言葉で心を掴む。

「君は、男に愛想をふりまくな」と、同時期に二人ほどから注意されたことがある。
何故かと言うと「男が勘違いをする」と言うのだ。
 
こちらは好きだとも会いたいだとも言っていない。でも、私の言葉遣いが非常に良くないようである。

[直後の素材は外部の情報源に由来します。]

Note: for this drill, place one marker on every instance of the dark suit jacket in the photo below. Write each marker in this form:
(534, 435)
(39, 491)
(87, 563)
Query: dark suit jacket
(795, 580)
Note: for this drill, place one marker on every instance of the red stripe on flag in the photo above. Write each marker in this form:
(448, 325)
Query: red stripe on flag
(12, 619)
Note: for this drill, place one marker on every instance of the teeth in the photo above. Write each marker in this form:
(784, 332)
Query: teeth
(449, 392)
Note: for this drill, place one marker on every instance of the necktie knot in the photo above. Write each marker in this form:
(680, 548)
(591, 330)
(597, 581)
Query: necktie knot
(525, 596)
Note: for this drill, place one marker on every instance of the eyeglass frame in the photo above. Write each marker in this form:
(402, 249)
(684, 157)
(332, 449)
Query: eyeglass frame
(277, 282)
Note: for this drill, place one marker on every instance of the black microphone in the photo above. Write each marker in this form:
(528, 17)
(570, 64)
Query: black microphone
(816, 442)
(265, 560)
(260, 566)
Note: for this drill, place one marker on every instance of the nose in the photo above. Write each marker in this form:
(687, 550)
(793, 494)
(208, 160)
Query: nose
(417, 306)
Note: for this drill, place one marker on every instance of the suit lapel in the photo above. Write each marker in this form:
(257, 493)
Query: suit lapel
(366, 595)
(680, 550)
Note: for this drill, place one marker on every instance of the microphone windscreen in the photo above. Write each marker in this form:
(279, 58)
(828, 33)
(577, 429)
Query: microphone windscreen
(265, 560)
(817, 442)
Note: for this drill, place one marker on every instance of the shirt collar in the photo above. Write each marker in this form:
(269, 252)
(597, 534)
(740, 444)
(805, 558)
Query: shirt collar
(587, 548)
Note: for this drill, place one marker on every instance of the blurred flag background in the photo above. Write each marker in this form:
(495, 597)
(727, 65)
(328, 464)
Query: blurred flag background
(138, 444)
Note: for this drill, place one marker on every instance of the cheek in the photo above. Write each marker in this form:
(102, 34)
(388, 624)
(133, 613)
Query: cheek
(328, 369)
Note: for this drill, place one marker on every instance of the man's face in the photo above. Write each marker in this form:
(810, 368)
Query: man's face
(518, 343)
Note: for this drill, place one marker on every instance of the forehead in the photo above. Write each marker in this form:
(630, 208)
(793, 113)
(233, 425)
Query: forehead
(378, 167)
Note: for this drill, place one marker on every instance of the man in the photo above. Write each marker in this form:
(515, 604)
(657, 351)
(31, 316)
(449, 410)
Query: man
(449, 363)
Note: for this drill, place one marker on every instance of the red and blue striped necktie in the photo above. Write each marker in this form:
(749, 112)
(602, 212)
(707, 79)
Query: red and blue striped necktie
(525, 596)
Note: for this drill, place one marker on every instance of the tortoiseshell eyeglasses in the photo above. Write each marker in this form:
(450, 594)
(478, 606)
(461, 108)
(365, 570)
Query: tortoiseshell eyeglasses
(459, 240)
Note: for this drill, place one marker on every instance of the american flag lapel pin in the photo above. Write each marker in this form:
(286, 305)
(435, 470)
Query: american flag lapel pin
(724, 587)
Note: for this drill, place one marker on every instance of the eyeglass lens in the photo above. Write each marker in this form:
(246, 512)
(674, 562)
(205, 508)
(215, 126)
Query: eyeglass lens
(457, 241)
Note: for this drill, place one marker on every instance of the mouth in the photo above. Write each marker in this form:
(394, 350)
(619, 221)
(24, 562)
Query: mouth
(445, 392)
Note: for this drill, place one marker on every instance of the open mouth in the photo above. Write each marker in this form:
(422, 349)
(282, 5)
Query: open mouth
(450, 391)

同時期に、二人ほどから付きまといにあったので、忠告通りにやめた。気が狂ったかのようなレベルで、私が悩んでいたら「よっぽど君のことが好きなんだね、ふふふ」と、好青年に爽やかな笑顔で言われて、そのときはさすがに閉口した。私は美人とはほど遠いどころか、ブスであるという自覚があるので、なぜ付きまとわれるのか理解に苦しむのだが、周りが言うには、私が悪いようである。
 
なぜこういう話をするかというと、ある書物も読んでいて、私は相手を褒める言葉を大量に持っていることに気づいた。持っているという表現は厳密には違っていて、「相手の美しいところを発見する能力がある」と言いたいと思う。これはある程度は事実であろうかと思う。どの人からも、私は相手の美しさを見出すことができるし、しかも繊細な部分にまで言及するだけの言葉を持っていることがある。それらを口にしていると、相手が私に対して好意を抱くことに繋がるのだろうという結論に至った。
 
それで、私は具体例を考えてみたのだけれども、一人の人間と対峙していなければ言葉が出てこない。吉行淳之介が「セックスアピールあがある」という褒め言葉がいちばん使いやすくて効果もあると言うが、どうも安っぽい。これをもっと相手の特徴と絡めて言葉で表現しなければ、本当の意味で相手の心が激しく鼓動しない。
 
こちらも大昔の話だが、異性が喜ぶような言葉が大量に口から零れ落ちてくることがあった。音楽のように口から溢れてくる。私は別に嘘をついているわけでもなく、ただあまりに機嫌が良すぎたようである。それをすごく幸せそうに私は語るので、なおさらそれがマズイようである。
 
これがまだ若い頃なら体力があるからいいけれども、さすがに私の年齢になると非常に面倒な心持ちになる。しかも、好きな人がいないのであればまだいいが、好きな人に勘違いをされてはなおさら困る。
 
私は、好きな人ができると、このような発言をやめることにしている。